Matthieu Lartot, journaliste sportif reconnu sur France Télévisions, a récemment partagé son expérience personnelle face à la maladie. Dans une démarche de transparence, il a choisi d’aborder avec ses enfants la réalité de son combat contre le cancer, un choix qu’il n’a pas pris à la légère.
EN BREF
- Matthieu Lartot a annoncé à ses enfants son combat contre un cancer récidivant.
- Il ressent une culpabilité liée à la transmission potentielle de la maladie.
- Le journaliste souligne l’importance de la transparence dans les relations familiales.
Tout commence pour Matthieu Lartot à l’âge de 17 ans, lorsqu’il apprend qu’il est atteint d’un cancer rare du genou. Après une première bataille, il pense avoir tourné la page. Pourtant, le retour de la maladie, 26 ans plus tard, a bouleversé sa vie. Cette fois, les médecins lui annoncent une récidive avec des possibilités de traitement limitées. L’amputation de sa jambe droite devient nécessaire pour espérer la survie.
Confronté à cette nouvelle réalité, Matthieu Lartot a choisi de ne pas masquer la vérité à ses enfants, Noah, 20 ans, et Jeanne, 15 ans. « Je voulais être parfaitement transparent avec eux », explique-t-il, soulignant l’importance d’une communication ouverte. Ce choix est en partie influencé par son propre vécu d’adolescent malade, où il aurait souhaité que ses parents lui parlent franchement de sa condition.
Malgré sa volonté de transparence, Matthieu Lartot admet que cette conversation a été très difficile. Le diagnostic de son cancer était déjà avancé, ce qui rendait la situation d’autant plus délicate. « Je n’avais que deux séances de quatre jours de chimio possibles avant l’amputation », précise-t-il, illustrant l’urgence de la situation.
La charge émotionnelle ne s’arrête pas là. Annoncer sa maladie à ses parents, désormais retraités, a également constitué un moment de tension. « Leur dire n’a pas été simple non plus », reconnaît-il, conscient des implications affectives de cette nouvelle.

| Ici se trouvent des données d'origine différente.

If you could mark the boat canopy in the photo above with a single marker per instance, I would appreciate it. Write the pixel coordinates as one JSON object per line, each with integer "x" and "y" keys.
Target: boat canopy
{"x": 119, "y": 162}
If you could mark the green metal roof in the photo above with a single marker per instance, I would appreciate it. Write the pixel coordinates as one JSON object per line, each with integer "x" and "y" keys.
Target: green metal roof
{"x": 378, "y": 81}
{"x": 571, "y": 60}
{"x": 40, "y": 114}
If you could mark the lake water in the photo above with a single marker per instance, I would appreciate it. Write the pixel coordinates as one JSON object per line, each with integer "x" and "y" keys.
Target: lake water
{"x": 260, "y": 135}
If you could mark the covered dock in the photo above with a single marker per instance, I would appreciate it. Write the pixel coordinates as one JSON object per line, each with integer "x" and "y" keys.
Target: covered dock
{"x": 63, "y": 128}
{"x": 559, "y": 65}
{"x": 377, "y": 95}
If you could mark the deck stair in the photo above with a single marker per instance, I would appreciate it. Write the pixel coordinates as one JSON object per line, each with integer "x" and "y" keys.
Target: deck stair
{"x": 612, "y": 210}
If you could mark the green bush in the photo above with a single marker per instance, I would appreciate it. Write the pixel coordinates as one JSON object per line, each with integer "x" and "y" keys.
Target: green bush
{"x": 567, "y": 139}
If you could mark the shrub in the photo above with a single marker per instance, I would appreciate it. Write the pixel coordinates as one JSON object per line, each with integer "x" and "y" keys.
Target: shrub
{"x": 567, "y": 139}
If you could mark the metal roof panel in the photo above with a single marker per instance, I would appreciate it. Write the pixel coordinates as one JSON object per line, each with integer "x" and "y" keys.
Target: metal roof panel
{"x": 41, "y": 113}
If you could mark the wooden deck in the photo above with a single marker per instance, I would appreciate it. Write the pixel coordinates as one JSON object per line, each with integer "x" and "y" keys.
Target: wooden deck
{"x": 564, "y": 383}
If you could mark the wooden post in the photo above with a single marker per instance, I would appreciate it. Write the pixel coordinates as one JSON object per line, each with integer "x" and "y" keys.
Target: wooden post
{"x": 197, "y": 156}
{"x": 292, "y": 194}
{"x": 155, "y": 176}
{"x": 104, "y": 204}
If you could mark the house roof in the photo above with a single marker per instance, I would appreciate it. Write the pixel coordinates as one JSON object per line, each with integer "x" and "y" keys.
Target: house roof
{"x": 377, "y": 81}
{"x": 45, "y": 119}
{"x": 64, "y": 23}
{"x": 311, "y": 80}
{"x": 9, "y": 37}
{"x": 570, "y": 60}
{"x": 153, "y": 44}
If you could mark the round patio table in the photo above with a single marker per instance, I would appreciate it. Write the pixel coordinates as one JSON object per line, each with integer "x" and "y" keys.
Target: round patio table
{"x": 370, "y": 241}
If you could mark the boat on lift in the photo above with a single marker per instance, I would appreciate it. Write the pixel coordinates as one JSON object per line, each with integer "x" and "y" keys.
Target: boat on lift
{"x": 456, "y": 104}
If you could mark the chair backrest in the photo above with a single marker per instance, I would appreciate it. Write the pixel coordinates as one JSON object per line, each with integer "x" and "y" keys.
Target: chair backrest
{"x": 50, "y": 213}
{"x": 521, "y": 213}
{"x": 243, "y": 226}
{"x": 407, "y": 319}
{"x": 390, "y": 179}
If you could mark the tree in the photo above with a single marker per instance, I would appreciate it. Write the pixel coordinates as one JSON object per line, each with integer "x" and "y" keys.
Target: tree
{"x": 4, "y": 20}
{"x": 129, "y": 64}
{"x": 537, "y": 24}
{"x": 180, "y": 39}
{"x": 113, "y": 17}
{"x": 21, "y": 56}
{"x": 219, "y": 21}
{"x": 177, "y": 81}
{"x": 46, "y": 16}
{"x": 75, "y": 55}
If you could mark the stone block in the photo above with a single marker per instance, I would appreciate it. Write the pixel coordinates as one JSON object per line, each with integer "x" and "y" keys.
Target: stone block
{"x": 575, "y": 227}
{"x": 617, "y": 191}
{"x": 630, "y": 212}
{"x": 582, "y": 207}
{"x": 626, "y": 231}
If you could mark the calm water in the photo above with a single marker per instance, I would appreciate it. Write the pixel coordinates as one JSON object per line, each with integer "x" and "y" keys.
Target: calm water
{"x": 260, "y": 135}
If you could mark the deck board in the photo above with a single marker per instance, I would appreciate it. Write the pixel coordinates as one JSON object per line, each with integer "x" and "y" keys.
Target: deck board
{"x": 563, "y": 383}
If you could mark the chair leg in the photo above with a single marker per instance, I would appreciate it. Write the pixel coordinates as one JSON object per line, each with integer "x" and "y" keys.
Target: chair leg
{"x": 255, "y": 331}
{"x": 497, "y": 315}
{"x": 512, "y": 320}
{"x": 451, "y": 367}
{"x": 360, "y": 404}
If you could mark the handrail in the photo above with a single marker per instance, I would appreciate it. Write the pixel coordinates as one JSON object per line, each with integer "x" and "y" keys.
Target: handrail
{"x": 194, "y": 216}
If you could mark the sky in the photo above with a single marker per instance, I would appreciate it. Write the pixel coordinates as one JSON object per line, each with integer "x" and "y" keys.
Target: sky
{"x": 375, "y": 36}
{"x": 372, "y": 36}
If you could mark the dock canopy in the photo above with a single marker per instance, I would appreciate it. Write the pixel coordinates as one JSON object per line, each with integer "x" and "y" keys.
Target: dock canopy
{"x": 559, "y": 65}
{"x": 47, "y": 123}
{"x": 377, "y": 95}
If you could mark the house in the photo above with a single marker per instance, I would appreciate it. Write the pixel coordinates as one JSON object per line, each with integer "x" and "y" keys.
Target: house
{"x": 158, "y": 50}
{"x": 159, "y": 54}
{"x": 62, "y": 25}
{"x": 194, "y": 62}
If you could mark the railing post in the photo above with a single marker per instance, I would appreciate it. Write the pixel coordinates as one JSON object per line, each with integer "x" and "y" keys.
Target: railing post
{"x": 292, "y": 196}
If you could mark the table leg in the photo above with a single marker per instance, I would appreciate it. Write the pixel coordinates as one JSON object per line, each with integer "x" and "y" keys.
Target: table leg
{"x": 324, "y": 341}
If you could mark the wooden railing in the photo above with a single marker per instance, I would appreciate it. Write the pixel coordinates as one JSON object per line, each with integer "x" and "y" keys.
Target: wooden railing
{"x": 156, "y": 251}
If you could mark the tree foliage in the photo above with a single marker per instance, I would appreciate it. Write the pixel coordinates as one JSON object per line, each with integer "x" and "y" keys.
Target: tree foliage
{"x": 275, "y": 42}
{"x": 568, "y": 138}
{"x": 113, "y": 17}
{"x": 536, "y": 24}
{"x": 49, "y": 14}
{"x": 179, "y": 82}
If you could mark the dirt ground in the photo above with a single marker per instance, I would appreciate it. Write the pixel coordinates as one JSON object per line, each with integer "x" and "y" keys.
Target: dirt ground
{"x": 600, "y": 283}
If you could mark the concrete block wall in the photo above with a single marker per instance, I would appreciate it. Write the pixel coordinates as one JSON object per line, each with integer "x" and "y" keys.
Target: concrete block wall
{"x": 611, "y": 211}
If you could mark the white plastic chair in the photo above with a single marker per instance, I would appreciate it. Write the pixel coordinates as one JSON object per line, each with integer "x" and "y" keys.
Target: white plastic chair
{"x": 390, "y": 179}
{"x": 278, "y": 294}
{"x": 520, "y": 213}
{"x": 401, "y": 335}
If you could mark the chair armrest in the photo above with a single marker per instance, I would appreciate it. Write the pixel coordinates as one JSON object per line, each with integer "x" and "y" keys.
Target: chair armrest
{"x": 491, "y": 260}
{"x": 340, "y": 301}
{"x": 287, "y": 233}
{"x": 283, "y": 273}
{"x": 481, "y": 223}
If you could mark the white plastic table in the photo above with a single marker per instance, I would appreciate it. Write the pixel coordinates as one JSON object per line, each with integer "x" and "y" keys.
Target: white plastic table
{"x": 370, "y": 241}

Au-delà des aspects physiques de la maladie, Matthieu Lartot évoque une blessure psychologique plus profonde : la culpabilité de transmettre un potentiel gène de la maladie à ses enfants. « J’ai fortement ressenti de la culpabilité. À un moment donné, je me suis dit, en tant que père : ‘J’ai peut-être donné ce gène-là à mes enfants’ », confie-t-il, une pensée qu’il qualifie de difficile à accepter.
Cette angoisse a été atténuée par les avancées en oncogénétique, qui permettent d’évaluer les risques héréditaires. Matthieu Lartot a laissé à ses enfants le choix de se soumettre à des tests génétiques, respectant leur autonomie face à une question si personnelle. « Mon fils Noah n’a pas souhaité faire le test pour l’instant », indique-t-il, tandis que pour Jeanne, la décision reste à venir, lorsque elle se sentira prête.
Ce témoignage de Matthieu Lartot s’inscrit dans un mouvement plus large de personnalités qui choisissent de parler ouvertement du cancer. Des figures publiques comme Yaël Braun-Pivet et Bernard de La Villardière participent à cette dynamique, qui vise à briser les tabous autour de la maladie.
En abordant ces sujets difficiles, Matthieu Lartot et d’autres contribuent à une meilleure compréhension de l’impact émotionnel du cancer sur les familles. Leur parole permet d’ouvrir le dialogue et d’apporter un soutien à ceux qui traversent des épreuves similaires.